The worst aspect of Lewandowski’s game compared to the Dutchman is his passing; namely accuracy in completion. Robin van Persie has made more successful passes than Lewandowski has even attempted, with the Arsenal forward completing 811/1032. That’s 77 more completed passes than Lewandowski’s total attempted passes -734- of which 518 were successful. While certainly well behind in creative play, Lewandowski is slightly better on the ball than his Dutch adversary: he achieved 49 successful dribbles and was dispossessed 85 times, whereas van Persie achieved 42 successful dribbles and was dispossessed 90 times.

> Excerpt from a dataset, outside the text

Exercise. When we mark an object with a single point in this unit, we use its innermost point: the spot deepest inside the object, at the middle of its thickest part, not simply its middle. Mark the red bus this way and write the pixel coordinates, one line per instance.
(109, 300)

Despite Robin van Persie being a fantastic player, you have to wonder how much he has left in the tank. A 28 year old player who has had several recurring injuries in the past could be one tackle away from a calamitous topple from the top, and perhaps Arsène Wenger recognizes this. Should he receive £25m for him and reinvest this in the signing of Robert Lewandowski, he has pulled of a masterstroke. A player who’s won two major honors in Germany with a good injury record who has yet to hit his prime can be had for the same price as a striker whose time is clearly ticking. What do you think: is Robert worth it?